Time and money are closely related factors on any job. In solid surface fabrication, sanding and routing are key processes where time and money can be lost. I'm not talking about methods of sanding and routing (that's a whole other story); I'm talking about dust collection at the source.
Many companies fail to consider dust collection when calculating costs. In fact, most readers of this article probably don't know how many hours a week are spent cleaning up. Additionally, what about the hours the install crew spends in hanging up plastic for an installation? Or how about the time that's spent on the jobsite cleaning up after the job is finished? And finally, what about the effects of inhaling all that dust on employees' health?
Companies fail to realize how many man-hours are spent sweeping up the shop at the end of the day and the number of hours installers spend preparing a house for a solid surface installation because they don't recognize these hours as costs. As the following real-life example will show, failing to recognize these hours as costs can get really expensive!
Not too long ago, I was at a shop that didn't use dust collection, and so I asked the shop foreman how long it took to clean up after a day of fabrication. He had to stop and think about it for a moment and then told me that cleanup took about a half-hour. When I asked him how many guys were involved in the cleanup, he told me that all 10 of his crew handled it. That meant the shop was spending five man-hours a day cleaning up and didn't even realize it. When I asked the foreman why they didn't use dust collection, he told me it was "too expensive and besides, the guys don't like using vacuums."

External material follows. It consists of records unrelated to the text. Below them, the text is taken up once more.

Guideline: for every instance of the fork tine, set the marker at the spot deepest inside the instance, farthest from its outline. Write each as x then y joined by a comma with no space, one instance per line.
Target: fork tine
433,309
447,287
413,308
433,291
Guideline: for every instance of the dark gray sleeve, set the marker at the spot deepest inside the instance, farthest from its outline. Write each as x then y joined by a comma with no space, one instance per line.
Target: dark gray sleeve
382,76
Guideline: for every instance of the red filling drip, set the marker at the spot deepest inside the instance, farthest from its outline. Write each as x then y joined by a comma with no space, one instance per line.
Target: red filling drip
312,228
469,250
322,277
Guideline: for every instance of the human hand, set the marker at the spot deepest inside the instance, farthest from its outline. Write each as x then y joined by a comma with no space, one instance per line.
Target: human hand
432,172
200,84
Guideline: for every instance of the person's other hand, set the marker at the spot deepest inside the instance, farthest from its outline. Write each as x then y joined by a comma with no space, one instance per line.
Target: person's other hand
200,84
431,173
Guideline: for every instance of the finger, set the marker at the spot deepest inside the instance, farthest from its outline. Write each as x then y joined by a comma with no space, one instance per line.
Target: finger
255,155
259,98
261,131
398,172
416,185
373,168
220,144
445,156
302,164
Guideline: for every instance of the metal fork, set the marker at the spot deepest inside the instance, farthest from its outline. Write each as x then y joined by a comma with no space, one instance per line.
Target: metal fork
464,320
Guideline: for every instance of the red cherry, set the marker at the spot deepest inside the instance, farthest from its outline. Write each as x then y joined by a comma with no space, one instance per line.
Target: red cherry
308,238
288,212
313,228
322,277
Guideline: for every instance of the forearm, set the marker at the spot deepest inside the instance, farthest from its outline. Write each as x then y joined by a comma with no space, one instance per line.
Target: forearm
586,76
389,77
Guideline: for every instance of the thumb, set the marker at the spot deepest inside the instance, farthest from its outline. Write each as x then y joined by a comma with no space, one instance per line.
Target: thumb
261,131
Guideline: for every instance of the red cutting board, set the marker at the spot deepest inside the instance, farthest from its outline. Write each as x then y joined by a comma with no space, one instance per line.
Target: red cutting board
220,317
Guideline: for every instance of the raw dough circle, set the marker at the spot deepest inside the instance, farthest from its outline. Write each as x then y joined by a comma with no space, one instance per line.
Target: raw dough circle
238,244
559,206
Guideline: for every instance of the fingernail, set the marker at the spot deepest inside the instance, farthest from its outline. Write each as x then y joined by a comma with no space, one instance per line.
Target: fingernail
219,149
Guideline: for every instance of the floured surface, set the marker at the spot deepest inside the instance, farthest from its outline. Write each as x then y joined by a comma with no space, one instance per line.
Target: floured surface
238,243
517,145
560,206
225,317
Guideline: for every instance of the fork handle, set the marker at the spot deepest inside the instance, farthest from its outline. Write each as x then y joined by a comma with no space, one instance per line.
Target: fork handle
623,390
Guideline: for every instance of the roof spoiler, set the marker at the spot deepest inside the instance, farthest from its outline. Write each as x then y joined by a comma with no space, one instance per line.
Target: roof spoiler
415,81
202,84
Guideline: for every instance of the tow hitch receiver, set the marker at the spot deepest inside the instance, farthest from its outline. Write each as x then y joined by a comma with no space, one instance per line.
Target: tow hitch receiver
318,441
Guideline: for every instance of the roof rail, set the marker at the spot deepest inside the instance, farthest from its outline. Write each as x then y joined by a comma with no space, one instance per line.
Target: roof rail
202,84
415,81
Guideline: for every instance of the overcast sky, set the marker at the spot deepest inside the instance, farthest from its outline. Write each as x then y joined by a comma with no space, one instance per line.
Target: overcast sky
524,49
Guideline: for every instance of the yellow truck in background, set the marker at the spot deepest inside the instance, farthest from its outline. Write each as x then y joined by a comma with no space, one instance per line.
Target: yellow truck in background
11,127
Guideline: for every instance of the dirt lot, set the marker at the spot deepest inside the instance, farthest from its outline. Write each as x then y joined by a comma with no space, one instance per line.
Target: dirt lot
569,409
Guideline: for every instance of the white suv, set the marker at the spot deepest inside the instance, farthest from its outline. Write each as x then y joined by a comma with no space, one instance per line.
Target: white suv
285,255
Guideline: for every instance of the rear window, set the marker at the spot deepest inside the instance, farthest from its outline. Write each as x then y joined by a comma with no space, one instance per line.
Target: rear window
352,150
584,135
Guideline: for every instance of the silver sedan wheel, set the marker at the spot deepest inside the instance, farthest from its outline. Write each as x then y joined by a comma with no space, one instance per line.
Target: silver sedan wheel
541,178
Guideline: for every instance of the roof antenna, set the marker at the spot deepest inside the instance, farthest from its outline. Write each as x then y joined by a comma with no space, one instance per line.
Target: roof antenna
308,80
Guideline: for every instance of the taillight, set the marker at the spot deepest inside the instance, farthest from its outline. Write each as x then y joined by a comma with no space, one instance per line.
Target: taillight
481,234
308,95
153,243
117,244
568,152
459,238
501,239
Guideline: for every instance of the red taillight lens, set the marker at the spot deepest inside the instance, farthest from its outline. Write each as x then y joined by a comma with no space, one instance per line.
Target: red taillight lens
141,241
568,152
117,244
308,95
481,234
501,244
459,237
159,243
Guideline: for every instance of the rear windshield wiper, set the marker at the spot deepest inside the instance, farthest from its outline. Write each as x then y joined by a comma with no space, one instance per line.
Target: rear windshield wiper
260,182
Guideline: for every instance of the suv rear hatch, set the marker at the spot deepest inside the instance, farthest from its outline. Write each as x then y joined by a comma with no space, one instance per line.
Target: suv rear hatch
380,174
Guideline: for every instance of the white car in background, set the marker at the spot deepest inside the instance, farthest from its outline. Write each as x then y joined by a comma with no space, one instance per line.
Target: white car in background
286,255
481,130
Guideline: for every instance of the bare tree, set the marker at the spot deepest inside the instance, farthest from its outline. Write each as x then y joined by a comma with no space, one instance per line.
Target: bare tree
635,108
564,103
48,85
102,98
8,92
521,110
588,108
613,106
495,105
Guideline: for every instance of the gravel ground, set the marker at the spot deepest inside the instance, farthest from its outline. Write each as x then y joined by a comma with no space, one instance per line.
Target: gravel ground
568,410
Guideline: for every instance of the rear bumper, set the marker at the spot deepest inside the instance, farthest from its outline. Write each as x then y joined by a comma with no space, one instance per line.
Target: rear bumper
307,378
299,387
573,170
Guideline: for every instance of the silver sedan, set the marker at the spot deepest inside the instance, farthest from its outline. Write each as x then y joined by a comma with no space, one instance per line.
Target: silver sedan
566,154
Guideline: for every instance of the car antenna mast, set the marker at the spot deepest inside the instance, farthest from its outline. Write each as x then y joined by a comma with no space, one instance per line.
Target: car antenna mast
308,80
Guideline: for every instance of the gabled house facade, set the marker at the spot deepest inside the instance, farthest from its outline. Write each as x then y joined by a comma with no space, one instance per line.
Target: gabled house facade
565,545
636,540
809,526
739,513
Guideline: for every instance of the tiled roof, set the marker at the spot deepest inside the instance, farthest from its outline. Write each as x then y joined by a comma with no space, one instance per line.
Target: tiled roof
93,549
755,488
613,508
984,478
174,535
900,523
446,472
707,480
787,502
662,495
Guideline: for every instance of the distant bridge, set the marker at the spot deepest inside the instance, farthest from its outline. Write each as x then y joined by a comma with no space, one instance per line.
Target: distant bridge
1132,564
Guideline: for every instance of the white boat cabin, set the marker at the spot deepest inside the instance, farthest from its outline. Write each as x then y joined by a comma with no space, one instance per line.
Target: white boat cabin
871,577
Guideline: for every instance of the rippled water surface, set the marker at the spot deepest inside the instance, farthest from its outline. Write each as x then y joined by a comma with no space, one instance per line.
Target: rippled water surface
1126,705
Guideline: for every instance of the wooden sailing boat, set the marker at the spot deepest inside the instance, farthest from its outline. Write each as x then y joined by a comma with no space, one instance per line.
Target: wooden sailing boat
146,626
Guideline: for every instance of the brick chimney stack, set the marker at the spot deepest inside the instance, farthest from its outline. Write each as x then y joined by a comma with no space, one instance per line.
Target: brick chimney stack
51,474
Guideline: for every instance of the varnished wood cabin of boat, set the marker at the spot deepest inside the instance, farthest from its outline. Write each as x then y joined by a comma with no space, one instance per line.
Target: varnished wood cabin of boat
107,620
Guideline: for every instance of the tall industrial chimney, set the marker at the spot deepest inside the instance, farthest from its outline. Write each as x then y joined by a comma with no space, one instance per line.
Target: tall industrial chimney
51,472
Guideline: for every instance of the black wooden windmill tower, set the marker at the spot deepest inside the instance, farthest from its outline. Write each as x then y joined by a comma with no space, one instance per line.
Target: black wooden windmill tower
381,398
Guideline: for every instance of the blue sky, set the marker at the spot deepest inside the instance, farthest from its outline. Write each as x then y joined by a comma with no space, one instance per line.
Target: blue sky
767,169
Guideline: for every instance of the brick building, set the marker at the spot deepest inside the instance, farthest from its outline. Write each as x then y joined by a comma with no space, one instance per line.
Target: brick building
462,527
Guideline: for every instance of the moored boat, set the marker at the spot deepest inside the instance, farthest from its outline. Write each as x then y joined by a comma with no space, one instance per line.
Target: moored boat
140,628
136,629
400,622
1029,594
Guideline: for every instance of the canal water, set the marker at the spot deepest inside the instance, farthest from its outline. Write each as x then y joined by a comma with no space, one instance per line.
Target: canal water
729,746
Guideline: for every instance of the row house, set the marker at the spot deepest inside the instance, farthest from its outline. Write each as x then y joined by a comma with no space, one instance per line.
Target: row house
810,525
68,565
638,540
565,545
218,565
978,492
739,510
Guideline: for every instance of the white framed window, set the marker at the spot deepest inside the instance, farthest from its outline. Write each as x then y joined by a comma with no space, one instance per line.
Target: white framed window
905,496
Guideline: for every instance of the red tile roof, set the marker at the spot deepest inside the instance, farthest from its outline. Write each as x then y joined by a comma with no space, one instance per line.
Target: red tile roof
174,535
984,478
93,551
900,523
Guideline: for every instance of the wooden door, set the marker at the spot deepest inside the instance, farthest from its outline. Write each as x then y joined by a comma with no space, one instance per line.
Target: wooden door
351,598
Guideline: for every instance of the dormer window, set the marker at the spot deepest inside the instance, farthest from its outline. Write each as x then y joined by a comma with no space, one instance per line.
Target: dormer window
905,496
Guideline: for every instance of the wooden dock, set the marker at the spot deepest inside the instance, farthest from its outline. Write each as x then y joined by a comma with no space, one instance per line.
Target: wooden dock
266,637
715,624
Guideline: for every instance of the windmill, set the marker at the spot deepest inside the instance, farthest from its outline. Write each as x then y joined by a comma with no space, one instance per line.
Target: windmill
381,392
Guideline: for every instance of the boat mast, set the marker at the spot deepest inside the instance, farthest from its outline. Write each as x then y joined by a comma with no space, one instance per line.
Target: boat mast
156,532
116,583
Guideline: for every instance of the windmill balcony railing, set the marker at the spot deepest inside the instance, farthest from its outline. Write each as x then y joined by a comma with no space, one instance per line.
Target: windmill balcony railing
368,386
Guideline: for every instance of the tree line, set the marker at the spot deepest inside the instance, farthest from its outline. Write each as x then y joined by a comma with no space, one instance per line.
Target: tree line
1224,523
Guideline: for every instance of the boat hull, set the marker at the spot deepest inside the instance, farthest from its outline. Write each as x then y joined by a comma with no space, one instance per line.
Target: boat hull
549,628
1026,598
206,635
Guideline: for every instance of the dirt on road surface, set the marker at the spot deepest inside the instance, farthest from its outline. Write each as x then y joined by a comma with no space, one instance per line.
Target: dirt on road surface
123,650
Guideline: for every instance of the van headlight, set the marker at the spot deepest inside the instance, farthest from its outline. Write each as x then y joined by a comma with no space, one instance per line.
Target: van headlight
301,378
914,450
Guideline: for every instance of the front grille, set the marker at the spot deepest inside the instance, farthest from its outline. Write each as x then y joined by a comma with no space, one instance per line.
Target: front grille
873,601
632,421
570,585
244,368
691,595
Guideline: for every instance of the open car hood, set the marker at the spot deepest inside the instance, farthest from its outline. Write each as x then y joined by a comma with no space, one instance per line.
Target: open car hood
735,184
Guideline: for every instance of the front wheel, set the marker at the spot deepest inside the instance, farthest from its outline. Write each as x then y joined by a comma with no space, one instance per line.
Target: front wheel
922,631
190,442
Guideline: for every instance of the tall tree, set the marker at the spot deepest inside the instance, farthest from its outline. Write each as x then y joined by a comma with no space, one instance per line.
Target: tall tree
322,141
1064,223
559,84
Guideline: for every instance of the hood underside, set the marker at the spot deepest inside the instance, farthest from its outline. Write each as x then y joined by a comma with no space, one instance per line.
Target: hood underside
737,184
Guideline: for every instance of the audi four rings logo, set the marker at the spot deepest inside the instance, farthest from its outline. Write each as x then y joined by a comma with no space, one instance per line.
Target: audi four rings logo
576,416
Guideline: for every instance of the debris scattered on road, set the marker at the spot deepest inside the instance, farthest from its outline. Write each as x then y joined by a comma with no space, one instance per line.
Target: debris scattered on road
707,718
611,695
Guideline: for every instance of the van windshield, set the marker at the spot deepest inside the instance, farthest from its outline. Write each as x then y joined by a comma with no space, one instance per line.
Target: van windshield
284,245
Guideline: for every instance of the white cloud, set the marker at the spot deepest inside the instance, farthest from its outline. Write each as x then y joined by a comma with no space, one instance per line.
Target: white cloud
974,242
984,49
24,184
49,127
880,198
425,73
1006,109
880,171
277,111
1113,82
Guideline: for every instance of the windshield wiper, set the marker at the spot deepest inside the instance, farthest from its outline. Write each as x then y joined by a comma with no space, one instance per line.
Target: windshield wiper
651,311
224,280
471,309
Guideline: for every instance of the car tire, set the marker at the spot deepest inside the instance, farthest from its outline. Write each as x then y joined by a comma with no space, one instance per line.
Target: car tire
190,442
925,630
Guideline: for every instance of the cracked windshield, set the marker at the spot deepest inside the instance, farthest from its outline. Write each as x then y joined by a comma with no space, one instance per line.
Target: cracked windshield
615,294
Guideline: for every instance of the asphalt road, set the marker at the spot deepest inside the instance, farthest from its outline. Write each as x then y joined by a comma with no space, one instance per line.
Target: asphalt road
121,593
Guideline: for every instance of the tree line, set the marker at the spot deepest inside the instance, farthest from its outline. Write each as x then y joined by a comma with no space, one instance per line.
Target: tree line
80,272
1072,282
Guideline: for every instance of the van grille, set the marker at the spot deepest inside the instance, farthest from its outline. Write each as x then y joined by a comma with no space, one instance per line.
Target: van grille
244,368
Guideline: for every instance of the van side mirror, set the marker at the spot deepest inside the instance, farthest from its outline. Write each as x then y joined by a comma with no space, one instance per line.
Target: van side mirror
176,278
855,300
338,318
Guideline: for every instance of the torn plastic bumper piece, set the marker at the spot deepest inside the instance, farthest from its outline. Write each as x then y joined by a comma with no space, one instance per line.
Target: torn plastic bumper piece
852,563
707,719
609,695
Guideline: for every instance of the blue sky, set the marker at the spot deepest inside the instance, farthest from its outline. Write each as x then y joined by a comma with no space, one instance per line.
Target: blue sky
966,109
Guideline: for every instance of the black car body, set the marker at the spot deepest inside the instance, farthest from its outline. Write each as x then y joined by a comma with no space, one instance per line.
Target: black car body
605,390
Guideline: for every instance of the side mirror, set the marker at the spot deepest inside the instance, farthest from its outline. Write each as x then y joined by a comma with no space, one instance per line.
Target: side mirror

If we look at the actual dollars involved in this example, and assume the cost of labor to be about $60 per hour, the shop in question was spending $300 per day in cleanup time alone. Now, for you skeptics, we'll be conservative and say that a dust collector would save about half the time in cleanup. (In the real world, however, my experience is that a dust collector in this situation would save 75 to 90 percent in cleanup time.) So, using our conservative estimate, a dust collector would cut down labor cleanup costs by about $150 per day. At that rate, the dust collector would quickly pay for itself and then continue to save the shop money on a daily basis.
That's just shop cleanup; imagine how much money you'd save if you used dust collection on the jobsite. Think about it, no more plastic to buy and hang on every job. That's two guys you are paying to hang plastic — how much money are you making hanging plastic? Or, more importantly, how much money are you spending hanging plastic?
talk about the first reason why this particular shop owner didn't use a
dust collector at the source: Dust collectors are "too expensive."
Shop owners and foremen only tend to look at how much money they need to pay for the dust collector/tool today — out-of-pocket cost. What they should be asking is how much this is going to cost in the long term. As the example above clearly shows, the out-of-pocket cost is quickly covered in labor cost savings and eventually the tool/dust collector pays for itself many times over.
Another expense factor in dust collection is the amount of money that should be spent on the tool itself. Most dust extractors range in cost from about $100 to $600. While some may be tempted to buy the least expensive tool, other factors which should be considered are the length of the warranty, expected lifetime of the tool, the effectiveness of the dust extraction, the filter system, bag capacity, suction power, portability, tool triggered or manual, wet/dry capabilities and the list goes on. Chances are, when all product features and benefits are considered, the most expensive tool can often be the least expensive to own in the long term.